В тот день все было как обычно. Я позволил остаться ему ночевать у себя, обычное же, черт побери, дело для такой работы. Его квартиру ни разу не видел – не уверен, что он вообще не с улицы. Он всегда ложился в гостиной, спал на диване, даже вещи не смел передвинуть. Ради интереса перекладывал подушки так, чтобы не задеть их было невозможно, раскидывал книги – создавал неудобства, одним словом. А наутро обнаруживал его, вполне выспавшегося, и комнату, в которой все лежало на своих местах. Я не понимал и не понимаю, почему и как он это делал. А тем утром даже завтрак приготовил. Впервые за все время. Ни разу его об этом не просил.

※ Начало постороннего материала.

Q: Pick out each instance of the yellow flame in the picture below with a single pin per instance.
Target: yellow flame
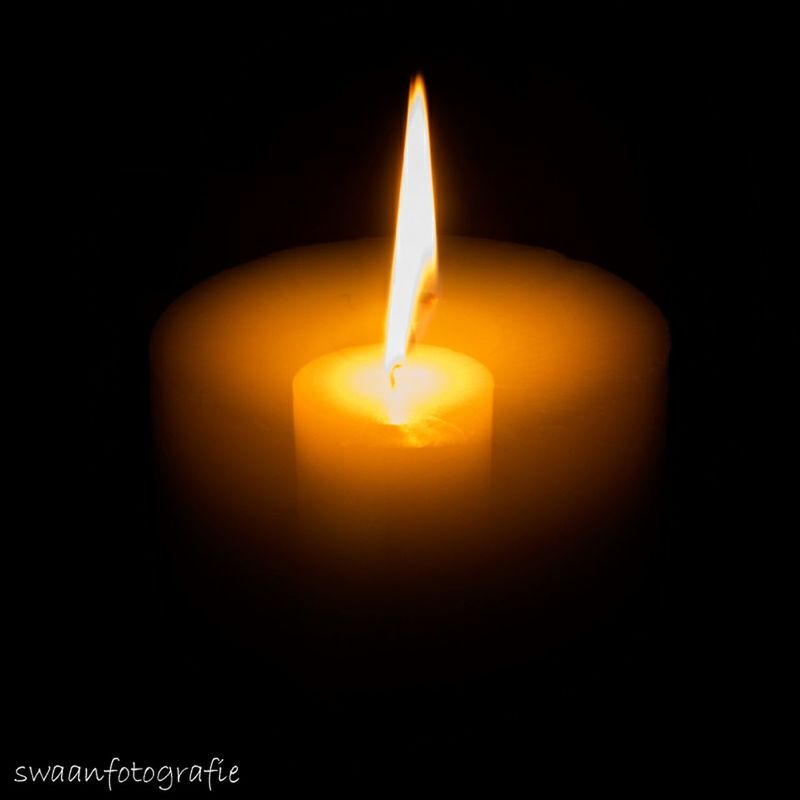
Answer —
(413, 283)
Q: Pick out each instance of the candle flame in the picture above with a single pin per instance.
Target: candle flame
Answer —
(413, 286)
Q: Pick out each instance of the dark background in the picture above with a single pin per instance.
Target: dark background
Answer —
(163, 150)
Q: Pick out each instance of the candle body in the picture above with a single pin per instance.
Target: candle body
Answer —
(383, 468)
(579, 361)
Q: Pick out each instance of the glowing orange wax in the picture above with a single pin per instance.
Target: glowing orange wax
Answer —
(378, 462)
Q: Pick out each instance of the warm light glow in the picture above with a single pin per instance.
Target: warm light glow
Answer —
(413, 284)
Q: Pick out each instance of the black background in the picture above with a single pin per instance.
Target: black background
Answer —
(161, 151)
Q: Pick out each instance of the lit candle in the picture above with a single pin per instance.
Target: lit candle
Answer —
(391, 443)
(540, 391)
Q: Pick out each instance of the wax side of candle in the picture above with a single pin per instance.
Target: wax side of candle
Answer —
(578, 357)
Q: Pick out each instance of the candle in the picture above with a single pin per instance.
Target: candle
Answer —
(388, 442)
(502, 461)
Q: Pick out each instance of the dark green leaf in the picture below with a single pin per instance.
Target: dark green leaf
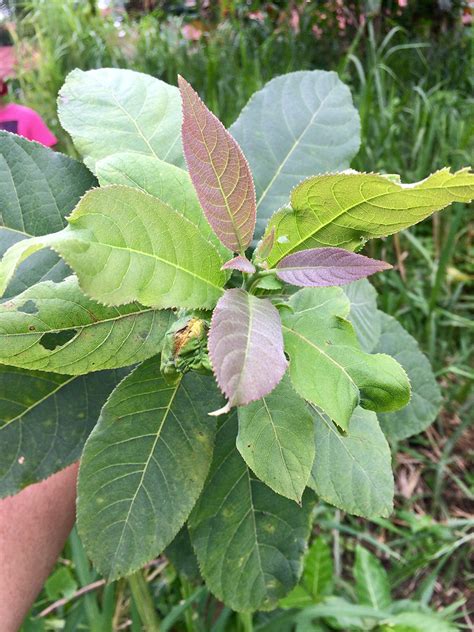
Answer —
(144, 466)
(353, 471)
(249, 541)
(55, 327)
(45, 419)
(276, 440)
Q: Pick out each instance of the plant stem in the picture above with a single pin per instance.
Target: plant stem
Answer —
(246, 621)
(144, 602)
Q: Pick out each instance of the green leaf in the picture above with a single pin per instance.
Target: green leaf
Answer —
(426, 396)
(161, 179)
(144, 467)
(249, 541)
(318, 569)
(38, 188)
(341, 615)
(299, 598)
(345, 209)
(44, 418)
(299, 124)
(353, 471)
(127, 246)
(372, 584)
(327, 366)
(317, 577)
(276, 440)
(60, 584)
(44, 421)
(110, 110)
(363, 314)
(181, 554)
(54, 327)
(417, 622)
(44, 265)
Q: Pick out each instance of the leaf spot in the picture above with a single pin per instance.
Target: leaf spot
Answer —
(29, 307)
(52, 340)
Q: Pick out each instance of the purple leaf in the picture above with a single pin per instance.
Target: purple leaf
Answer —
(265, 245)
(246, 347)
(327, 266)
(239, 263)
(219, 172)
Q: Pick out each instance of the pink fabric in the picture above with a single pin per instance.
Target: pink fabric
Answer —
(26, 122)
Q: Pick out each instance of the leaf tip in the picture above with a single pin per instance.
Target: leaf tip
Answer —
(220, 411)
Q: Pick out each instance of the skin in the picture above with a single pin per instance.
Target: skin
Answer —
(34, 526)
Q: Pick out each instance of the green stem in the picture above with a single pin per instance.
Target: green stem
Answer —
(246, 621)
(144, 602)
(448, 248)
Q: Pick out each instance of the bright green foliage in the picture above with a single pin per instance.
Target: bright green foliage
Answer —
(417, 622)
(112, 243)
(299, 124)
(327, 366)
(371, 581)
(364, 314)
(425, 400)
(353, 471)
(161, 179)
(139, 278)
(44, 418)
(54, 327)
(316, 581)
(249, 541)
(38, 188)
(144, 467)
(109, 111)
(44, 421)
(276, 440)
(181, 554)
(33, 177)
(344, 210)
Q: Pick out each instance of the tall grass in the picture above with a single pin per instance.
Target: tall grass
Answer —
(416, 106)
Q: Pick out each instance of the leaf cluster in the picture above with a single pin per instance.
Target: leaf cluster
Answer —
(159, 298)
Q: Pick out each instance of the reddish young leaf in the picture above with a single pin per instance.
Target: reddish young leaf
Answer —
(239, 263)
(265, 245)
(246, 347)
(327, 266)
(219, 172)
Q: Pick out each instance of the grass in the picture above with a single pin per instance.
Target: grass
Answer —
(416, 106)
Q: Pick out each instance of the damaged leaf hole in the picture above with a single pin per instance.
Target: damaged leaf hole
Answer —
(52, 340)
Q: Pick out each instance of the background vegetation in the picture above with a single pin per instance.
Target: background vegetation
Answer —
(410, 71)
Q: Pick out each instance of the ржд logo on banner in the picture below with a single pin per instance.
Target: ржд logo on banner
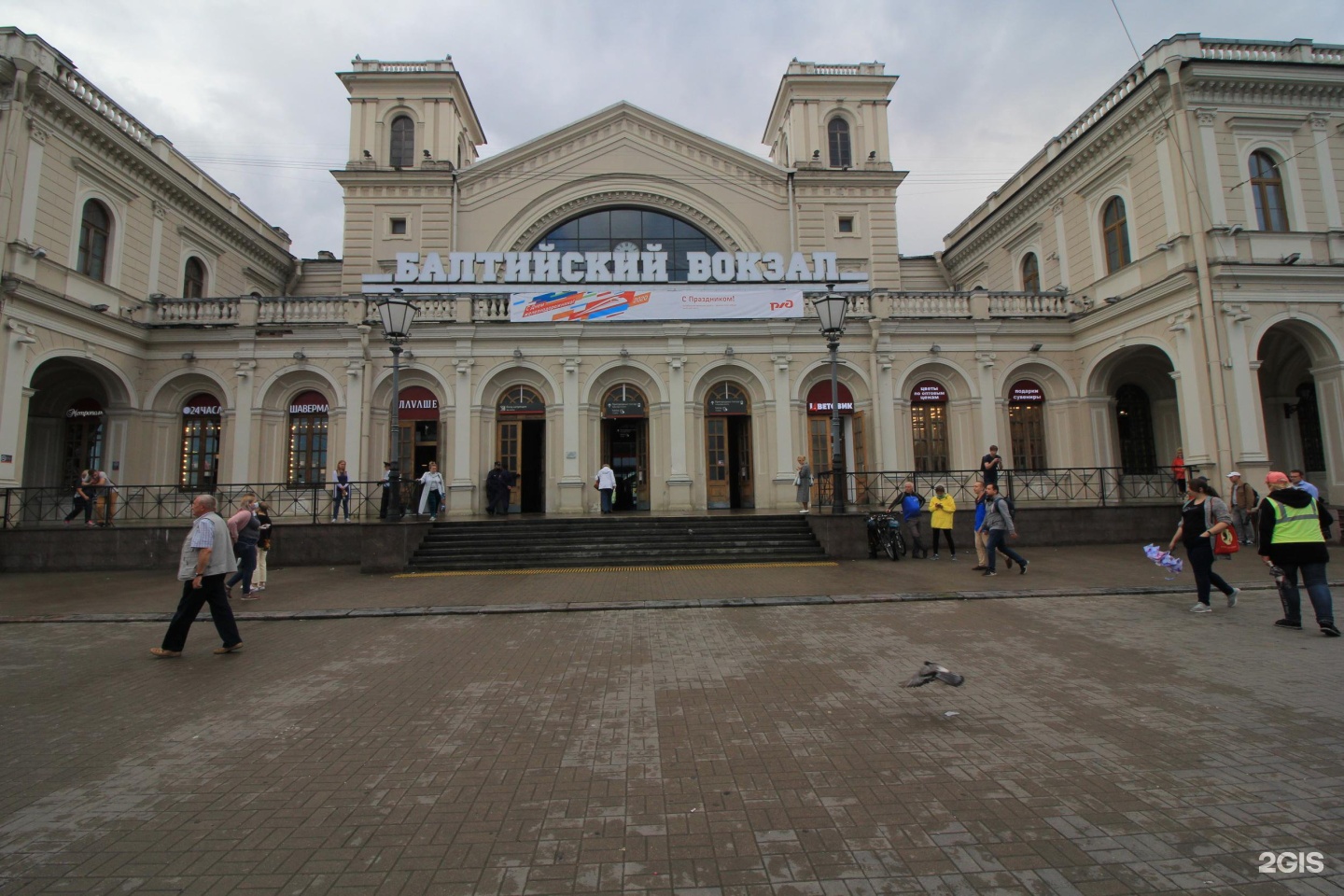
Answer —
(655, 305)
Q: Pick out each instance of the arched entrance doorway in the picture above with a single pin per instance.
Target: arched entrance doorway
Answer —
(625, 445)
(1294, 357)
(201, 427)
(308, 428)
(852, 434)
(521, 442)
(69, 427)
(929, 426)
(417, 413)
(727, 448)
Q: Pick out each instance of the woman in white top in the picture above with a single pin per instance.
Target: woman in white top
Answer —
(431, 493)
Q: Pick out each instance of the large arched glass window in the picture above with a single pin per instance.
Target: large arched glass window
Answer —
(837, 133)
(94, 237)
(194, 278)
(1267, 187)
(403, 143)
(1029, 274)
(620, 230)
(1115, 234)
(1135, 426)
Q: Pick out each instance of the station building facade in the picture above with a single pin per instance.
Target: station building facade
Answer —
(1167, 273)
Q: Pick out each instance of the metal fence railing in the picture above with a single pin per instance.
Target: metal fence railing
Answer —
(148, 504)
(1069, 485)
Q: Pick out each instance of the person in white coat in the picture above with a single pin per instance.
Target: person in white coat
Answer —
(605, 483)
(431, 491)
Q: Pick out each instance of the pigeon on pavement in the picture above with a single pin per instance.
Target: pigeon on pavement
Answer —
(933, 672)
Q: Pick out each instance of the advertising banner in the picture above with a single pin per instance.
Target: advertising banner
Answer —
(655, 303)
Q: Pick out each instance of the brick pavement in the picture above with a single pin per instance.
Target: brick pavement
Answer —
(1102, 746)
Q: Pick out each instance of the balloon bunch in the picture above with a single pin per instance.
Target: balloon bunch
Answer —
(1164, 559)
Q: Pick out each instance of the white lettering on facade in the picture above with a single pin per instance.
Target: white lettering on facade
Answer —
(549, 266)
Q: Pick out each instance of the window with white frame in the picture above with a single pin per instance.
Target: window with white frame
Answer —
(1267, 189)
(1114, 234)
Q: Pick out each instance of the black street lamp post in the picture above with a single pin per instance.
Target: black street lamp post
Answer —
(397, 315)
(831, 309)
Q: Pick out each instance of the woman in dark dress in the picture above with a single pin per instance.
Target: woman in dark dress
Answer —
(1202, 517)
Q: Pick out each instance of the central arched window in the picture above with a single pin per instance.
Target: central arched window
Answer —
(837, 133)
(403, 143)
(1267, 187)
(619, 230)
(1029, 274)
(1114, 234)
(94, 232)
(194, 280)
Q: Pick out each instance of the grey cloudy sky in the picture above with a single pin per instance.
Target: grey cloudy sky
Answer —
(247, 91)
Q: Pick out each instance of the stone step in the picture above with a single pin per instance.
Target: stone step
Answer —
(614, 540)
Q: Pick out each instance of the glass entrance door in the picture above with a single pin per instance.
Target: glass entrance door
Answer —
(626, 449)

То ли оттого, что я был слишком насторожен и боялся, что он подсыплет мне отраву, то ли оттого, что попросту не знал о его кулинарных способностях. В любом случае, он выбрал вполне удачный день – у меня не было никаких встреч, никаких планов, я просто рассчитывал хорошо отоспаться (теперь у меня этой возможности столько, что лучше сразу сдохнуть). Даже не снилось ничего – непривычно донельзя. Проснулся от гудящей газонокосилки за окном, думал, день испорчен заранее (нет ничего хуже звука газонокосилки по утрам, разве что жизнь в этом гребаном подвале). И тут вдруг чую – с кухни пахнет. Не горелым, не газом, не лапшой быстрого приготовления, а настоящей едой, только-только с плиты. Сперва даже подумал, что грабитель какой-то вежливый влез, а после вспомнил про Олега. Лежал, значит, в постели, ждал, когда он придет с подносом (спросонья позволил себе нафантазировать, что в одном фартуке – чего у него не отнять, фигура отменная, как будто жил в спортзале), а после понял – глуповат волчонок для завтраков в постель, да и вряд ли решится. Пришлось все сделать самому.